From
the 10/17/01 City Pages:
"It's
almost like a new MTV extreme sport. We call it action squadding" -Max
Action
Max Action responds, unofficially:
"AAAAAAAAAAAAAAAAAAAAAAAAAAAAAAAAAAAAAAAAAAAAAAAAAA
AAAAAAAAAAAAAAAAAAA AAAAAAAAAAAAAAAAAAAAAAAAAAAAAARRRRRRRRRRRRRRRRRGH! Fucking
idiots! Fuck you! Fucking die! Eat my balls! AAAAAAAAAAAAAARRRRRRGH!!!!!!!!!!

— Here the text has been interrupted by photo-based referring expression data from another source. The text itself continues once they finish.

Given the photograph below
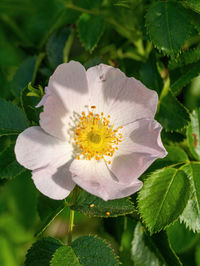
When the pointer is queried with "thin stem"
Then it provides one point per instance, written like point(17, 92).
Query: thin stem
point(39, 59)
point(70, 228)
point(71, 217)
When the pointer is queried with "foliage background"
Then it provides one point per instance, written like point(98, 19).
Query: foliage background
point(157, 42)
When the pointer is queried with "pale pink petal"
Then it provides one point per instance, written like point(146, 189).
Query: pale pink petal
point(55, 183)
point(35, 149)
point(124, 99)
point(69, 84)
point(95, 177)
point(104, 83)
point(141, 145)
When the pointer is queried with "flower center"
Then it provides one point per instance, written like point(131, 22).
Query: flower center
point(95, 136)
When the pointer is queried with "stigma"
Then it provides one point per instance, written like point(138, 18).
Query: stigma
point(95, 136)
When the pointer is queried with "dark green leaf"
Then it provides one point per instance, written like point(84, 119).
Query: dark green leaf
point(12, 119)
point(90, 29)
point(93, 206)
point(150, 76)
point(88, 4)
point(193, 134)
point(151, 251)
point(186, 58)
point(42, 251)
point(65, 256)
point(23, 76)
point(182, 78)
point(181, 238)
point(191, 214)
point(9, 168)
point(48, 210)
point(91, 250)
point(163, 198)
point(168, 26)
point(28, 103)
point(175, 155)
point(172, 114)
point(197, 256)
point(55, 46)
point(193, 4)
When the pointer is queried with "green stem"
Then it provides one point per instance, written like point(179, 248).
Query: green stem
point(68, 45)
point(164, 92)
point(39, 59)
point(82, 10)
point(71, 217)
point(12, 24)
point(70, 227)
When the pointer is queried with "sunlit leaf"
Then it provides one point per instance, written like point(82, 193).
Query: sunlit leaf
point(150, 251)
point(174, 26)
point(193, 134)
point(163, 198)
point(94, 206)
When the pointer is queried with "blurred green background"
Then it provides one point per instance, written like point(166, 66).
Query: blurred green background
point(35, 37)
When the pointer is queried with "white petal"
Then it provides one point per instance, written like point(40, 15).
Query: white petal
point(134, 102)
point(104, 83)
point(95, 177)
point(35, 149)
point(141, 145)
point(55, 183)
point(124, 99)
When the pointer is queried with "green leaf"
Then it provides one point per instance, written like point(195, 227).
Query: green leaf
point(88, 4)
point(175, 155)
point(42, 251)
point(28, 104)
point(187, 57)
point(48, 210)
point(95, 207)
point(197, 255)
point(151, 251)
point(181, 238)
point(23, 76)
point(90, 29)
point(183, 76)
point(172, 114)
point(193, 134)
point(193, 4)
point(12, 119)
point(168, 26)
point(191, 214)
point(150, 76)
point(163, 198)
point(55, 46)
point(91, 250)
point(9, 168)
point(65, 256)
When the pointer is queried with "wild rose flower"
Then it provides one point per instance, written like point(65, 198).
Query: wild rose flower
point(96, 130)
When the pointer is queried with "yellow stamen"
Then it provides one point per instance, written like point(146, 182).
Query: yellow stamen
point(95, 136)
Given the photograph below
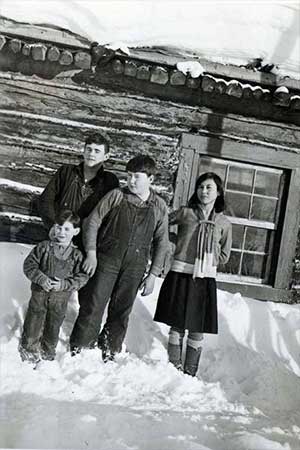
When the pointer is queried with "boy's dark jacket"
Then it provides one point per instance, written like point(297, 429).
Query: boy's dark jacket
point(100, 225)
point(44, 261)
point(67, 190)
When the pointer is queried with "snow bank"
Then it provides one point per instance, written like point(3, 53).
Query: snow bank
point(245, 395)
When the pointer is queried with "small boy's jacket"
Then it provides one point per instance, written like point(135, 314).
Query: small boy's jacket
point(47, 261)
point(101, 223)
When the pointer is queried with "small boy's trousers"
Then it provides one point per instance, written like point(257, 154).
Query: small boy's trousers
point(45, 314)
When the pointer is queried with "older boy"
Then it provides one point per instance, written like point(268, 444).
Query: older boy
point(79, 187)
point(118, 235)
point(55, 270)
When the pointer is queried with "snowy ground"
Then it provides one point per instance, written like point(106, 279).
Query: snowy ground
point(246, 395)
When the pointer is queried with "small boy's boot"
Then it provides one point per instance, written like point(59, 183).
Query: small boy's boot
point(174, 353)
point(192, 358)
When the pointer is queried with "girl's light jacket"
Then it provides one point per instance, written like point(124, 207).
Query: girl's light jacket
point(186, 252)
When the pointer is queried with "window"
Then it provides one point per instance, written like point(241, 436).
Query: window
point(262, 189)
point(253, 196)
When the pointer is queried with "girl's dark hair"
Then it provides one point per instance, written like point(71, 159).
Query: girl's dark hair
point(66, 215)
point(142, 163)
point(98, 139)
point(220, 200)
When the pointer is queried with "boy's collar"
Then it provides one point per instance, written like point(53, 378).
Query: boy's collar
point(150, 199)
point(99, 172)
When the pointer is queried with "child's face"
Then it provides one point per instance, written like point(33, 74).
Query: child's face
point(207, 192)
point(94, 154)
point(139, 182)
point(63, 234)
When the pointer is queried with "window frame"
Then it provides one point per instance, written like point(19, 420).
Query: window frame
point(193, 146)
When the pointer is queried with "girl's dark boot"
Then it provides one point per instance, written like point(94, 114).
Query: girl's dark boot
point(174, 353)
point(192, 358)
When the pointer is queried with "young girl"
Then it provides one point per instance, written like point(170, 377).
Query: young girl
point(188, 296)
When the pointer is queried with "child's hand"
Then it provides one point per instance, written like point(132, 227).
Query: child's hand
point(56, 284)
point(147, 284)
point(90, 263)
point(47, 285)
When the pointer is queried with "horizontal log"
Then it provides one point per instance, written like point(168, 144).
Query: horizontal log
point(18, 228)
point(122, 111)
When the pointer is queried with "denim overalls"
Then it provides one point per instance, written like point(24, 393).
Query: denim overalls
point(123, 251)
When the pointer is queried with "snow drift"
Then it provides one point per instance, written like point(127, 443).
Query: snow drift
point(246, 395)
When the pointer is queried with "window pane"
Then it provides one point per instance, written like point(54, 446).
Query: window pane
point(254, 265)
point(263, 209)
point(240, 179)
point(257, 239)
point(237, 236)
point(213, 165)
point(232, 266)
point(237, 205)
point(267, 183)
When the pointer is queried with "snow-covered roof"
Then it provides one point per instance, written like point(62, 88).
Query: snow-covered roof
point(228, 32)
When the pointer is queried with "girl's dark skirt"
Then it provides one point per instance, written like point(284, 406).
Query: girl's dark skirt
point(187, 303)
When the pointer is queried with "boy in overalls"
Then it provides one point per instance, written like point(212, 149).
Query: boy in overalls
point(118, 236)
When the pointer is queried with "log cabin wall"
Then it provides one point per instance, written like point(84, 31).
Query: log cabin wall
point(48, 104)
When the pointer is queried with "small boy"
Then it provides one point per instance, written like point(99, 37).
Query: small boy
point(55, 270)
point(118, 236)
point(79, 187)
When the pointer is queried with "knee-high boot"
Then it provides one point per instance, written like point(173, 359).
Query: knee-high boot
point(192, 358)
point(174, 353)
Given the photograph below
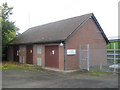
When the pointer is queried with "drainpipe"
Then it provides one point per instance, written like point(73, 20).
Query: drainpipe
point(64, 56)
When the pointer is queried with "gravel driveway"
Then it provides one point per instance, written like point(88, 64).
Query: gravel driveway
point(52, 79)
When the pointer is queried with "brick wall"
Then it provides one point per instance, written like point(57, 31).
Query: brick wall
point(87, 34)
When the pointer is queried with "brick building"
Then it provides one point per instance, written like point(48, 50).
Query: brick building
point(59, 44)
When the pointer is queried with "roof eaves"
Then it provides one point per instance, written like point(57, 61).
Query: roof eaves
point(77, 28)
point(101, 30)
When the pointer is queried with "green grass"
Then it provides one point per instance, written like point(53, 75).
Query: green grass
point(18, 66)
point(97, 72)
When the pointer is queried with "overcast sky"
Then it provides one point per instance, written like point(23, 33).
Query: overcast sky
point(29, 13)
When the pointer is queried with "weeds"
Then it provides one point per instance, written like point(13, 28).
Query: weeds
point(16, 65)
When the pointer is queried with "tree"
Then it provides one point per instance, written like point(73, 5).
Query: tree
point(9, 30)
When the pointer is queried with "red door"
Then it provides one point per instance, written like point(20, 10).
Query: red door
point(29, 54)
point(16, 53)
point(51, 56)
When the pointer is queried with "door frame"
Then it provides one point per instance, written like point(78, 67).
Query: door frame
point(57, 57)
point(27, 54)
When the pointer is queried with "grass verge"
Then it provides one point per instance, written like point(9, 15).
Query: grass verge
point(16, 65)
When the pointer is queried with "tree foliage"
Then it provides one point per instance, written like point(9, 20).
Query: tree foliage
point(9, 30)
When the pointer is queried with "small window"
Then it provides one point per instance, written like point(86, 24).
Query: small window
point(38, 49)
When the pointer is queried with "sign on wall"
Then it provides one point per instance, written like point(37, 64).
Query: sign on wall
point(71, 51)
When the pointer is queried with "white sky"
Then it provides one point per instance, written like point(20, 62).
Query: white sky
point(29, 13)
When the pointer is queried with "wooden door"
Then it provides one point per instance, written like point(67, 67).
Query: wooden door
point(29, 54)
point(51, 56)
point(16, 53)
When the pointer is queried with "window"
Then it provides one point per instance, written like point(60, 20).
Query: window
point(38, 49)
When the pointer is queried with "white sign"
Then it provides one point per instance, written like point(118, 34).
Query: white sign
point(71, 52)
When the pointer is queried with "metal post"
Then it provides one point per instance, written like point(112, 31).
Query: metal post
point(80, 59)
point(114, 58)
point(88, 67)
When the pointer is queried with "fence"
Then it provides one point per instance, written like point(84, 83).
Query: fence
point(113, 60)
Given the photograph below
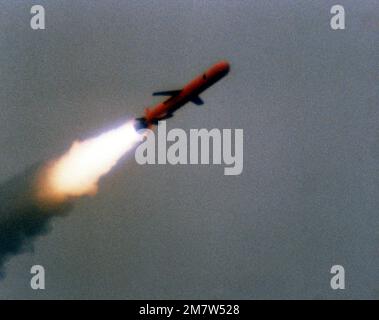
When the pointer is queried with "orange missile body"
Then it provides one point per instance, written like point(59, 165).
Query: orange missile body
point(178, 98)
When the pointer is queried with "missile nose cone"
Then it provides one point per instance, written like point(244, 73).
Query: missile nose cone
point(223, 66)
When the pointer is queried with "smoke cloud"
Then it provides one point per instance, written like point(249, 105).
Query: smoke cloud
point(22, 217)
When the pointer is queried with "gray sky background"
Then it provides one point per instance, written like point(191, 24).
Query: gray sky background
point(306, 97)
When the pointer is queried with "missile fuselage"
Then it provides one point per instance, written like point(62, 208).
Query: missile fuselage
point(178, 98)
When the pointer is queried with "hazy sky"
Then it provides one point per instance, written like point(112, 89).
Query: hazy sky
point(306, 97)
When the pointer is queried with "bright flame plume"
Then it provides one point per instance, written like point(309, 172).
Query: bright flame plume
point(78, 171)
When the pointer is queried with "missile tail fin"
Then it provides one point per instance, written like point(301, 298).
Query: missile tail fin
point(197, 100)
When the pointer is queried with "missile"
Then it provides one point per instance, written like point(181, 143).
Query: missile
point(178, 98)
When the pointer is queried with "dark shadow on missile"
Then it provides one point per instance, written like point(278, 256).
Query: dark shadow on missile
point(22, 219)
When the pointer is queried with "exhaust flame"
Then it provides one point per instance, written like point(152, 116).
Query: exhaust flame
point(78, 171)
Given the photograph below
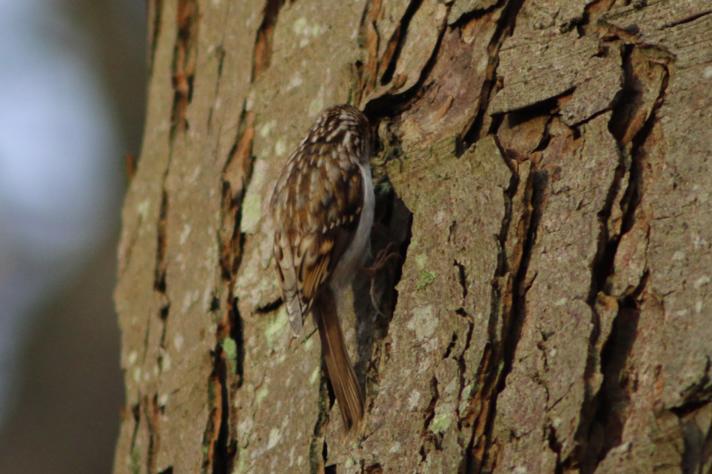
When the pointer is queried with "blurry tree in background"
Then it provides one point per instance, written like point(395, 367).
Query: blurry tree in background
point(551, 309)
point(72, 87)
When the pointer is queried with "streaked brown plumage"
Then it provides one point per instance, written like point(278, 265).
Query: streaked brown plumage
point(322, 208)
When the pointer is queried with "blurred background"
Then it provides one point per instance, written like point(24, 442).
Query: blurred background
point(72, 95)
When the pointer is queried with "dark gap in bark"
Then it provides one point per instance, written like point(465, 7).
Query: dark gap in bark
point(462, 278)
point(505, 27)
point(450, 346)
point(159, 273)
point(184, 61)
point(399, 36)
point(613, 397)
point(391, 105)
point(269, 307)
point(262, 50)
point(429, 438)
point(603, 415)
point(369, 40)
point(220, 52)
point(555, 447)
point(476, 14)
point(150, 407)
point(390, 239)
point(318, 450)
point(230, 326)
point(155, 32)
point(237, 335)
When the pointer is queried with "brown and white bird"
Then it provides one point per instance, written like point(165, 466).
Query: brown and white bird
point(322, 207)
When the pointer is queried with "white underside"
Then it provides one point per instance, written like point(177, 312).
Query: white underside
point(354, 255)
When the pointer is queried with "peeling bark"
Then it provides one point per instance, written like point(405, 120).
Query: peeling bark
point(543, 178)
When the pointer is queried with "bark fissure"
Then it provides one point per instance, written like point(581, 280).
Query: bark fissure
point(505, 27)
point(604, 411)
point(262, 50)
point(184, 63)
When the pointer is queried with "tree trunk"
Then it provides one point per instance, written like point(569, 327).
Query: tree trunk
point(545, 177)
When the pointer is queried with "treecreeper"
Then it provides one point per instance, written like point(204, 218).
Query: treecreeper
point(322, 207)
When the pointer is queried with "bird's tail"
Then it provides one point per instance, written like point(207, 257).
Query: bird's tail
point(338, 366)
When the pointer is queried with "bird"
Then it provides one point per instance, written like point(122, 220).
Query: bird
point(322, 208)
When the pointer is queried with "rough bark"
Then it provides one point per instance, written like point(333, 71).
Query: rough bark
point(545, 175)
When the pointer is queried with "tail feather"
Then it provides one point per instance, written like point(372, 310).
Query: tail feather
point(338, 366)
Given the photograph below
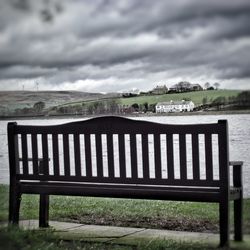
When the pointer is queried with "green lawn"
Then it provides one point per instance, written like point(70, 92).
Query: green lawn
point(188, 216)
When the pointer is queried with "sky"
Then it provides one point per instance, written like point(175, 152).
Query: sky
point(120, 45)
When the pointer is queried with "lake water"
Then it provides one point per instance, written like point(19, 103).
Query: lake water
point(239, 137)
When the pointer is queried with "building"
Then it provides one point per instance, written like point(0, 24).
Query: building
point(159, 90)
point(178, 106)
point(185, 87)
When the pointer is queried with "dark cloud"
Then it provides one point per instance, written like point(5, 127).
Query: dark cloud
point(117, 44)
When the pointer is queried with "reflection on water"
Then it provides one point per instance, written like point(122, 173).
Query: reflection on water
point(239, 132)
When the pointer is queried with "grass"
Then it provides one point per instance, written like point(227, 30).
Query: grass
point(188, 216)
point(13, 238)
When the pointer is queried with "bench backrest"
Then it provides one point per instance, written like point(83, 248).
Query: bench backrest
point(119, 150)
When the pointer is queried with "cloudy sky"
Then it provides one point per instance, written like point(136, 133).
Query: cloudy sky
point(118, 45)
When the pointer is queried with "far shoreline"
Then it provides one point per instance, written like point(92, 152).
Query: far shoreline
point(76, 116)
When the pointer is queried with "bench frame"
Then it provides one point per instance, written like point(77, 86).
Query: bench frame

AAAAAAAAAAAAAAAAAAAAAA!!!!!! I've never been more insulted in my life!!! I
hope you get anthrax and die! You human penis! AAAAAAAAAAAAAAaaaaaaaaaaaaaaaaaa!
DIE DIE DIE DIE DIE!!!!!
Max Action's official response, by letter to City Pages:
Argh! Slander! Defamation! Attempted murder! I spend over an hour on the phone
with a reporter, and one of the two quotes he ascribes to me is the LAST thing
on earth I'd ever really say: "It's like a new MTV extreme sport; we call
it action squadding." I'm almost convinced that Mike Mosedale carefully and
diabolically pieced together unconnected phrases in an (almost successful)
effort to create a frankenquote so perfectly opposed to my actual statements
that its publication would drive me to suicide, homicide, or worse.
Let
me be quite clear. The origins and driving force behind Action Squad's activities
are in no way connected to the annoying Surge-fueled MTV x-treme sports baloney
of the 1990's. We hate that crap. OUR motivations for crawling about under
the city are rooted not in 90's culture, but in the pop culture of the 80's.
You see, we're actually searching for an underground pirate ship; everything
else is just window dressing. Hope this sets the record straight.
It's
their time up there ... down here, it's OUR time!